I am fine either way. In the end the strict changes to the metadata spec may not be big, but the implications for tools and users may be so I am trying to foster a sane discussion first. And we could go either way with or without a PEP as long as the discussion and debate was there IMHO.

I concur: having a single document that will summarize the essence of the changes, issues and discussions (in a PEP or a PEP-like docu]) is IMHO a good thing for such change.

I guess projects won’t need to do anything until they update to metadata version 2.3 (assuming 2.2 introduces this as optional, and 2.3 makes it mandatory). So that’s probably sufficient transition process. Existing files will have older metadata versions and so will remain perfectly valid. Only newer files (generated by versions of the build tools that have been updated to emit metadata version 2.3) will have the new metadata, and the build tools can validate that (it would be a decision for the tool, as to whether omission of the “License Expression” data would be treated as an error, or simply as a signal to emit metadata version 2.2 rather than 2.3…)

It’s worth noting that consumers of package metadata won’t be able to assume that this value is present, even if it’s made mandatory - they’ll still have to deal with projects using older metadata standards.

That begs the question, where will tools find details of how to validate this field, if we’re adding our own extensions? Ideally, we’d need a library implementation for this, that tools could share.

1 Like

In terms of the process, isn’t the draft PEP only supposed to be submitted to the official peps repo once the sponsor has deemed it ready? (Here is a link to the wording in PEP 1 – the “Submitting a PEP” section.) IIRC, that language is there to avoid having PR’s in the repo that are still in a preliminary state.

Chris:
I am fine with closing the pending PR and resubmit when we are ready: there is a fringe benefit to the PR though: the file is checked for consistency and contributors are checked for CLA.

1 Like

Paul:
I maintain a Python implementation of a license expression handling library at https://github.com/nexB/license-expression/ and also on Pypi (Apache-licensed). This is being integrated in the Python fuller suite of SPDX utilities (that I maintain) by a Google Summer of Code student at https://github.com/spdx/tools-python/ and is used in a few other projects such as the Free Software Foundation Europe reuse tool (at reuse.software) and the scancode-toolkit (that I also maintain).

So this should be a base implementation and if we go that route I would happily donate that to Pypa. It should a good way for tools to integrate license expressions parsing/validation/normalization/rendering and is flexible enough to accept the SPDX list of license ids and any extra additions.

1 Like

Any tool that reads and writes core metadata should be able to do some validation of an SPDX license expression, but the place where I would see this as being the most effective to provide user guidance would be IMHO first client-side with clean and clear nag message when invalid:

  1. at package creation time (e.g. setuptools and similar)
  2. at package publishing time (e.g. twine and similar)

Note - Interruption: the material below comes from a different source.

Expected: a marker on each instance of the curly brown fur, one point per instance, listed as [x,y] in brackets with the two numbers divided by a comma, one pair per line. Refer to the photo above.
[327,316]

Indexes would want to validate too if they validate core metadata: i.e. warehouse does validate these such as checking Classifiers

As mentioned above , I maintain a library (“license-expression” on Pypi) that is the de-facto reference in the not-so crowded space of license expression tools.This can work with a list of licenses offline (e.g. by bundling the SPDX-list-as-json as package data)

Actually, it would make sense and be a sane thing to have a package that implements the validations suggested in the PEP using both a bundled SPDX list and extra ids for proprietary and public domain. Let me work on that too.

Paul:
This is a valid question: the SPDX list and rules have been fairly stable and we are dealing with a responsible group of seasoned FOSS contributors and professionals (I am one of the co-founders). That said, I participated (heavily) in the effort of using SPDX ids to cleanup and rationalize the licensing of the linux kernel and what we decided then was to actually freeze/copy down the SPDX rules in the kernel documentation such that we would be insulated of any unwanted changes in the future and could adopt such changes – if any-- in an orderly fashion.

We could very much have the same approach here. That said, since npm, Rubygems, Composer, the linux kernel, and so many projects depend on these rules and licenses ids today there would be total uproar if the SPDX group went rogue. Rather than make the PEP heavier we can more simply reference exact versions of the specs and list rather than copying a subset of it.

Or if SPDL drop an existing license from their list?

The SPDX group does not drop any license from their list: they mark a license as obsolete instead as a rule. See the “Deprecated License Identifiers” at the bottom of this page: https://spdx.org/licenses/ though this is a rather rare event (the biggest of such events are two past events linked with the adoption of “license exceptions” on the one hand, and a request of the FSF on the hand on how to better deal with clarity around the GPL and related licenses)